It was in the middle of the 18th century when, as a boy, English physician Edward Jenner overheard a conversation that would one day save countless lives. What he overheard was a milkmaid explaining to someone that she would never have to worry about the disfigurement of the dreaded smallpox because she’d had a case of the much milder disease cowpox.
Surely it struck the young man as strange that this probably fairly uneducated woman believed her life, and her beauty, may have been saved by a cow, but the notion stuck with him as he grew. On May 14, 1796, Jenner inoculated an eight-year-old with cowpox laced pus. The boy ended up with a short-lived mild fever and some temporary general malaise, but was otherwise fine. Then two months later, Jenner exposed the boy to smallpox, and he developed no symptoms at all.
Dr. Jenner called his discovery “vaccinia,” derived from the Latin word for cow. He wrote up his findings, published them as An Inquiry into the Causes and Effects of the Variolae Vaccinae, presented them to the Royal Society, and faced ridicule from renowned naturalist Sir Joseph Banks and other very important men.
But some listened and experimented and discovered the same result. Edward Jenner, on the overheard musings of a milkmaid, had discovered a way to prevent smallpox infection that proved significantly safer than inoculation with the smallpox virus itself, which was a practice frequently undertaken by those who wanted to reduce their chance of dying from smallpox to one in forty from twelve in forty.

One physician thought the newfangled vaccine promising enough, that he sent Jenner’s work to an American colleague by the name of Benjamin Waterhouse, who served as Professor of Theory and Practice of Physic at Harvard Medical School. The American physician was so impressed by the research that on July 8, 1802, he vaccinated both a household servant and Waterhouse’s own five-year-old son, fortunately with great success. He would later go on to vaccinate his entire household and quite a few relatives in order to, according to him, “convince the faithless and silence the mischievous.”
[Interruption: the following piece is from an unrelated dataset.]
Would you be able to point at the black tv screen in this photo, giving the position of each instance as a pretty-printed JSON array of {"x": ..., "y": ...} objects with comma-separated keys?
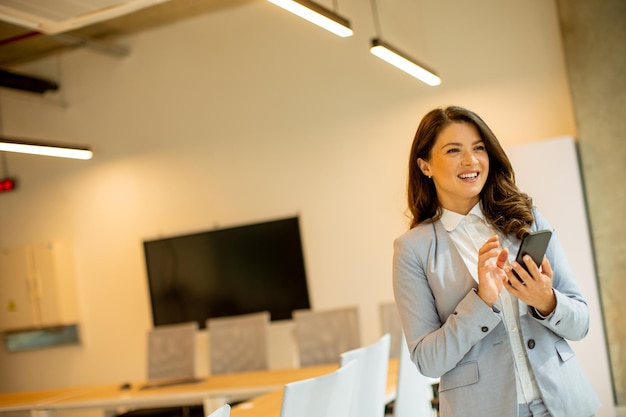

Excited, Waterhouse next set up Board of Health trials in which vaccination by the cowpox-causing virus proved overwhelmingly preventative of smallpox infection. He faced as much resistance and ridicule as Jenner had, but he did have a powerful ally in then president Thomas Jefferson who sent him a fan letter in which he wrote: “Future nations will know by history only that the loathsome smallpox has existed and by you has been extirpated.”

Jefferson may have been a little bit premature in his statement, but through the continued efforts of Waterhouse and Jenner a skeptical population both in the US and England, and eventually throughout the world, increasingly sought vaccination. Then in 1980, the World Health Organization declared smallpox officially eradicated.
Gone. A disease that some historians estimate killed as many as two billion people throughout history is gone because of a gossiping milkmaid, an eavesdropping boy, and the influence of a committed community of medical professionals and those who trusted them.
I’m not a vaccine expert, though I’m glad to say I have more education than the average 18th century milkmaid. What I do know is that the more opportunity viruses have to thrive, the more opportunity there is for variations to occur, and the more opportunity there is that one of those variations may not be thwarted by the vaccines we currently have. I also have many medical professionals in my life, all of whom are fans of vaccination in general, and right now, of the Covid-19 vaccines specifically.
I wouldn’t pretend that I could dispense medical advice, and I am well aware that every individual has a unique medical history and set of concerns that can produce a whole host of questions I might not even think to ask. And I know there’s a lot of confusing information out there. I also believe that how my fellow Americans want to live their lives is how they should live their lives. I get all of that.
So, I will not dispense advice or debate with you about whether or not you should get vaccinated against Covid-19. I won’t even consider you faithless or try to silence your mischief if you decide not to. All I will say, for whatever it may be worth, is that the members of my household, consisting of me, two teenage sons, and my husband who is a medical professional, have been vaccinated against Covid-19.
I’m grateful we had the opportunity and that we took advantage of it. I’m grateful that most of my extended family are vaccinated as well. I’m grateful for all those around me who have also done so. I’m grateful for cows and milkmaids, for Edward Jenner and Benjamin Waterhouse, and for the medical professionals who have made our most recent miraculous vaccines possible.
And if you have the opportunity to get vaccinated against Covid-19, I am so very grateful for that, too.